California is a community property state. For many readers, that may be interpreted to mean that if a couple decides to divorce in the state, all the assets and debts they have accumulated during the marriage need to be equally split down the middle.
In an ideal world that might be the way to go, but if you think about it for a second you come to appreciate that following such a model to the letter is not likely to be achieved. Life is not so neat that assets and debts can be stacked up and split in half.
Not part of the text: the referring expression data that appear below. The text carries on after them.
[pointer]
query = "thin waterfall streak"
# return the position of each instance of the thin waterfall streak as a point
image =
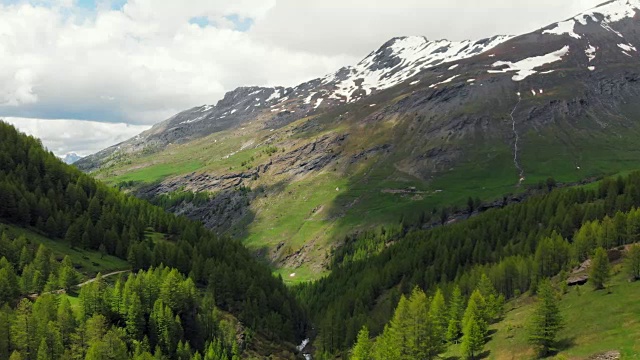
(516, 162)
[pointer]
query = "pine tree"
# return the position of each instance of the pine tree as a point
(456, 309)
(23, 330)
(546, 320)
(68, 275)
(5, 332)
(632, 262)
(424, 340)
(476, 310)
(135, 318)
(43, 351)
(363, 346)
(600, 269)
(473, 337)
(439, 318)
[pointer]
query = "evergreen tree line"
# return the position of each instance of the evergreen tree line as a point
(26, 269)
(516, 246)
(154, 314)
(38, 191)
(423, 327)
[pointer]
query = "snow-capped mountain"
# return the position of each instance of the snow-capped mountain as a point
(598, 37)
(71, 158)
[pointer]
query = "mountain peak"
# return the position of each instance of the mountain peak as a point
(71, 158)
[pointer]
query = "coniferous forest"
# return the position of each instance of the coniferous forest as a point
(401, 292)
(512, 249)
(176, 304)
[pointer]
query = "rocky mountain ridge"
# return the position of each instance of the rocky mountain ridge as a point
(400, 133)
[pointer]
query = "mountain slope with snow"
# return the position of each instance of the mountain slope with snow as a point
(414, 126)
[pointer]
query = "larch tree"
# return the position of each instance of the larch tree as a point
(546, 320)
(600, 269)
(632, 262)
(363, 346)
(456, 309)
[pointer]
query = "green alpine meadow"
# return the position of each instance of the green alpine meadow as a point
(436, 199)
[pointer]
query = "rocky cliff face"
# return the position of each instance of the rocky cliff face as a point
(395, 62)
(436, 117)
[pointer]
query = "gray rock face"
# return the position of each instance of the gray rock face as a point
(396, 61)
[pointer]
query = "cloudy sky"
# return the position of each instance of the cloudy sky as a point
(85, 74)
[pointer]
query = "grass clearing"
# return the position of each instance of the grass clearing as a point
(90, 262)
(596, 322)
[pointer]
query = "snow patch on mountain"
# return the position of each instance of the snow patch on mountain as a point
(444, 82)
(526, 67)
(565, 27)
(590, 52)
(612, 11)
(400, 59)
(627, 47)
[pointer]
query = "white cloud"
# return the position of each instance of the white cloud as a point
(357, 27)
(82, 137)
(138, 65)
(145, 61)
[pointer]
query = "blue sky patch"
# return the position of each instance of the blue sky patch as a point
(240, 24)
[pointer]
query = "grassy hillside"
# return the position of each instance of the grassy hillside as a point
(55, 220)
(596, 322)
(296, 221)
(88, 262)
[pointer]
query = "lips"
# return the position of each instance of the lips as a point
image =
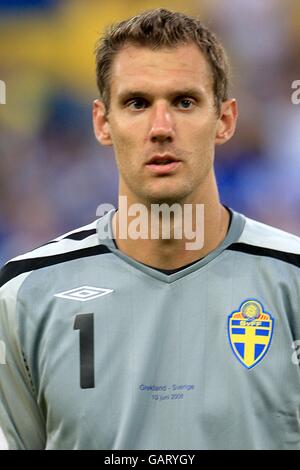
(163, 164)
(162, 160)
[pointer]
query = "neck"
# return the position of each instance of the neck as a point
(170, 239)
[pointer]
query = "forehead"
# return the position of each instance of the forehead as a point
(141, 67)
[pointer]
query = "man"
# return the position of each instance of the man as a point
(119, 341)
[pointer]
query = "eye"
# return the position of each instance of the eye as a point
(136, 103)
(185, 103)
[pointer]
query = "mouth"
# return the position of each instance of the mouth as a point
(163, 164)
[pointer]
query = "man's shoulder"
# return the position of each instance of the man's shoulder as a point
(264, 235)
(260, 239)
(77, 243)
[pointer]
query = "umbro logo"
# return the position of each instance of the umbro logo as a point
(83, 293)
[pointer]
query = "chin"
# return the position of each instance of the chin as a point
(167, 197)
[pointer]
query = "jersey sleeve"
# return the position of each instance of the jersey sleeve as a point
(20, 417)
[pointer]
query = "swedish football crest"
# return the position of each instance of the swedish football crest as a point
(250, 331)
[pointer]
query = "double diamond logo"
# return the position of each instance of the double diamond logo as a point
(83, 293)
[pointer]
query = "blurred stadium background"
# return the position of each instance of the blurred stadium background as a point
(53, 174)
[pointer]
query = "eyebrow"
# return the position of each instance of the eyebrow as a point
(128, 94)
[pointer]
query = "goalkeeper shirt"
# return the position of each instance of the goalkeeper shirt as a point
(99, 351)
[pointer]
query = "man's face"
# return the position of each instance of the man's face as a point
(162, 122)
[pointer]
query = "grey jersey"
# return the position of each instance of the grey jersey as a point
(99, 351)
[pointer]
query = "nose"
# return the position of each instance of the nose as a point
(162, 125)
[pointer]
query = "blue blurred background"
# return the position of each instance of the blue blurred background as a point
(53, 173)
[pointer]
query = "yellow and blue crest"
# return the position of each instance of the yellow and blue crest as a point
(250, 331)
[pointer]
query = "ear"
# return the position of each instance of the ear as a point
(101, 124)
(227, 121)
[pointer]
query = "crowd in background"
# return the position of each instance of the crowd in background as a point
(53, 173)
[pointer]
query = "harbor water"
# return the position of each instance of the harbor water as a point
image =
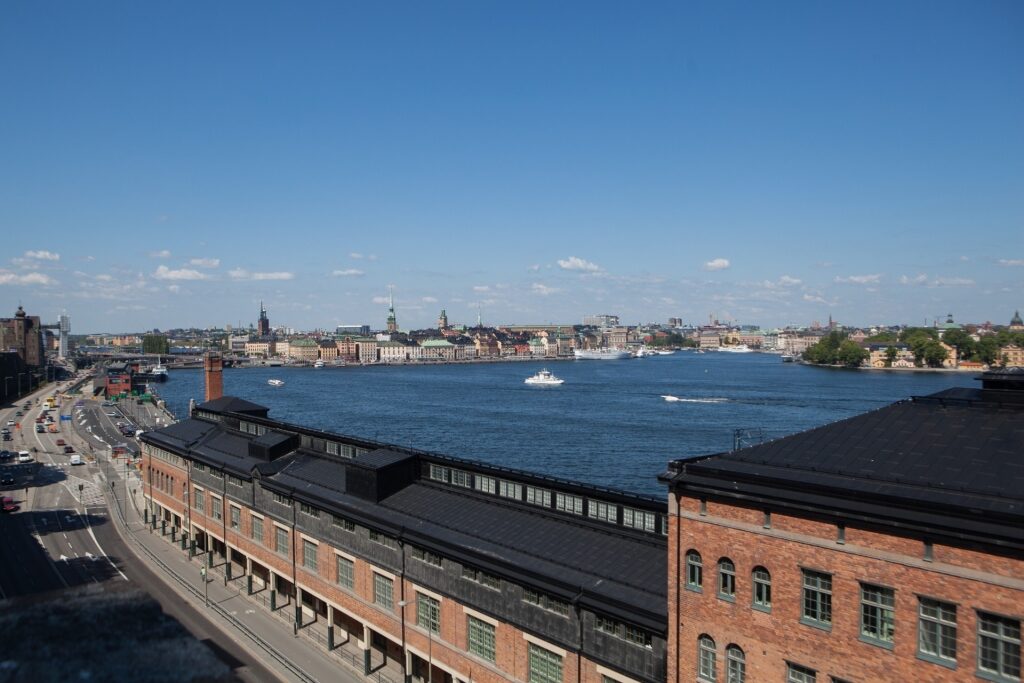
(608, 424)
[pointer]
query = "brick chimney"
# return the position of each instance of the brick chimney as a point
(213, 368)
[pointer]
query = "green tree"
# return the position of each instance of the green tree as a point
(156, 344)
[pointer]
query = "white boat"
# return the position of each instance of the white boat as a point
(544, 377)
(600, 353)
(738, 348)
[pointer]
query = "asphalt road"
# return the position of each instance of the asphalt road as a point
(64, 537)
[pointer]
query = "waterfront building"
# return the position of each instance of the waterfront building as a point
(888, 546)
(461, 571)
(23, 335)
(263, 324)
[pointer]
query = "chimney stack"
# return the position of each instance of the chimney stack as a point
(213, 368)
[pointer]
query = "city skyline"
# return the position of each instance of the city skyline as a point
(532, 164)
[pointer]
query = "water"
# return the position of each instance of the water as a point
(606, 425)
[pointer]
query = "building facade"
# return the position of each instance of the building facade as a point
(487, 573)
(889, 546)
No, issues of property division typically require a certain amount of negotiation to arrive at a deal that both sides can live with. And even then, the work is really not done. Regardless of any deal that a separating couple might reach, it doesn’t become final in California without a judge formally signing off on it. Until then, all community property and debts remain the responsibility of the divorcing parties equally.
Because even splits are largely impossible to achieve, the courts in California tend to be willing to accept agreements in which both spouses end up with “roughly” the same levels of debt and assets on their plates.
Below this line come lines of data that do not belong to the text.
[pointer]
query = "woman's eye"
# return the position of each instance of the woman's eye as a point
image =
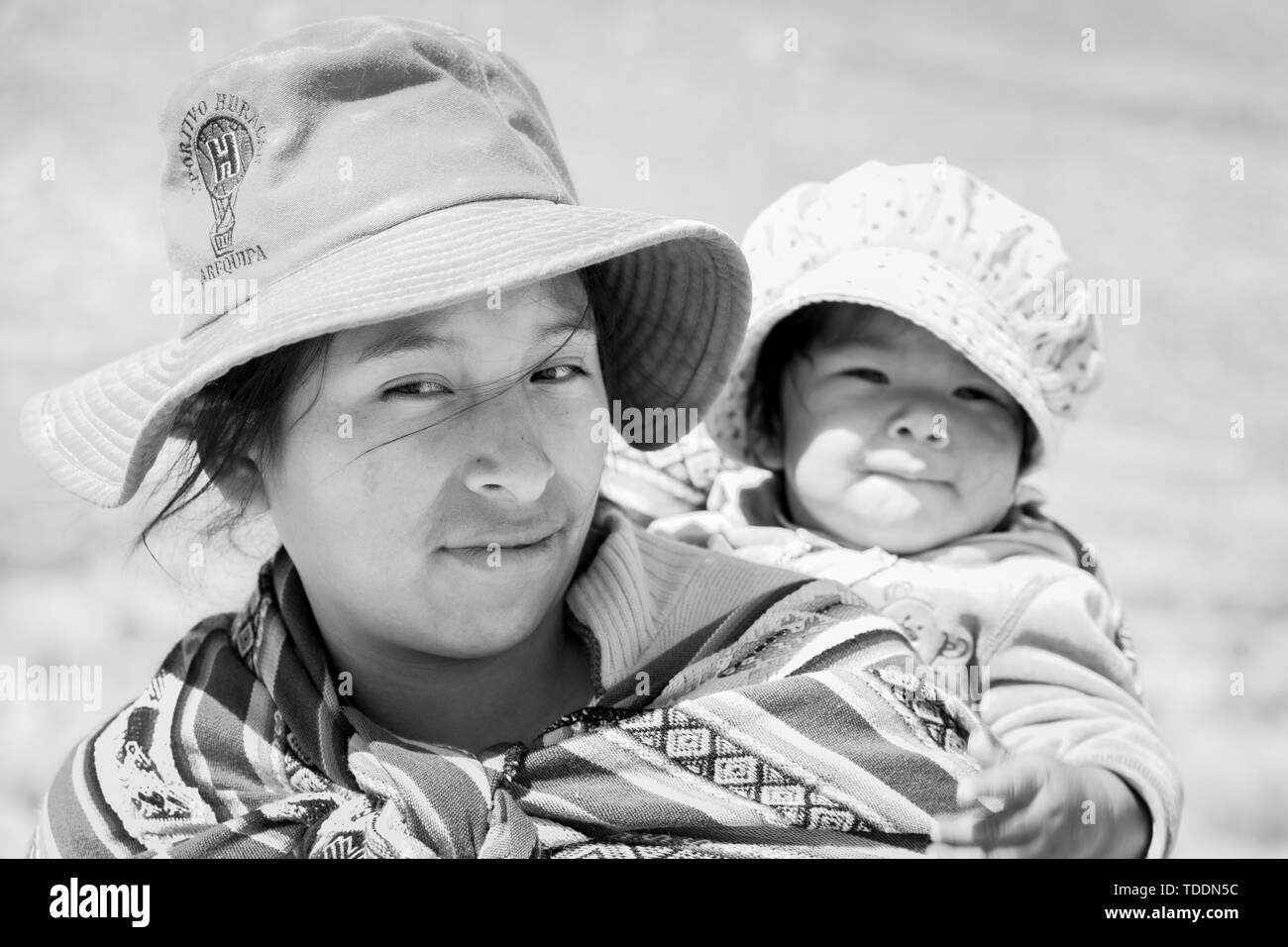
(877, 377)
(969, 393)
(558, 372)
(415, 389)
For example, say a couple has two bank accounts. If both of them hold about the same balance, one can go to each spouse. If the balances are unequal, the transfer of another asset or debt might be arranged to make things fairer.
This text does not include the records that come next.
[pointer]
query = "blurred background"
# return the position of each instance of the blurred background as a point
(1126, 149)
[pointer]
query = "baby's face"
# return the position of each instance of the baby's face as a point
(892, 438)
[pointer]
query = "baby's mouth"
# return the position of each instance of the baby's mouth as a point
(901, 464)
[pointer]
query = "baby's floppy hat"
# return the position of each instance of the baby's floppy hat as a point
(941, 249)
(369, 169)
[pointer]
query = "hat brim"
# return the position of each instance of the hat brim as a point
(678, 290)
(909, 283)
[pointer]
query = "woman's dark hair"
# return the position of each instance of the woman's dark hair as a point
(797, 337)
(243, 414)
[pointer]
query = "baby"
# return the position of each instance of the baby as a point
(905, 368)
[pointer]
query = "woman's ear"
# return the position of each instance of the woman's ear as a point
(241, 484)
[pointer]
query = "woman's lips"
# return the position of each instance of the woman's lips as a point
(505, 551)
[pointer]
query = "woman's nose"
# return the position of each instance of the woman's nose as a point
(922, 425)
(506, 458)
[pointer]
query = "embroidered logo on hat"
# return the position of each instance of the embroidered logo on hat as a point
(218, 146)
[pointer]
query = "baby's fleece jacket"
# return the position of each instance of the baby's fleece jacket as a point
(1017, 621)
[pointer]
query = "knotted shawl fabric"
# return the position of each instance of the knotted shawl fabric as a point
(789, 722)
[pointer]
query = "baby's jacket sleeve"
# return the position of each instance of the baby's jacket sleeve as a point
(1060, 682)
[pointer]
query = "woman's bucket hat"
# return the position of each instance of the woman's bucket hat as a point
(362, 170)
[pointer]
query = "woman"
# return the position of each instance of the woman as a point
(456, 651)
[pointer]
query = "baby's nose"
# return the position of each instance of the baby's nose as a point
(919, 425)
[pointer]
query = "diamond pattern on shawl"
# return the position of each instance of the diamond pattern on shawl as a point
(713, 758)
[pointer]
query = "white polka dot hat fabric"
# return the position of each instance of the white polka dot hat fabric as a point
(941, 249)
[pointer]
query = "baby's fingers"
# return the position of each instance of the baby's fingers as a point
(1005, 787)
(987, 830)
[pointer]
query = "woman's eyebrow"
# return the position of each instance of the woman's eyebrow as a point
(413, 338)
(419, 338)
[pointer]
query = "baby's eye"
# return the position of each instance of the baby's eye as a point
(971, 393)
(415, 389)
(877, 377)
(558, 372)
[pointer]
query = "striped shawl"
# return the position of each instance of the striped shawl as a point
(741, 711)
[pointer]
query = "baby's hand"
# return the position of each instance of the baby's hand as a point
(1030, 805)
Dividing debt represents a special circumstance that requires particular caution. It’s not simply a matter of each spouse agreeing to take half their joint credit card accounts. Creditors aren’t bound by such agreements and could go after both of you if problems with the account arise.
Most people cannot fathom the number of issues that can surface in the course of a divorce proceeding. Spotting and avoiding them should always be a priority and can be best achieved with an experienced attorney’s help.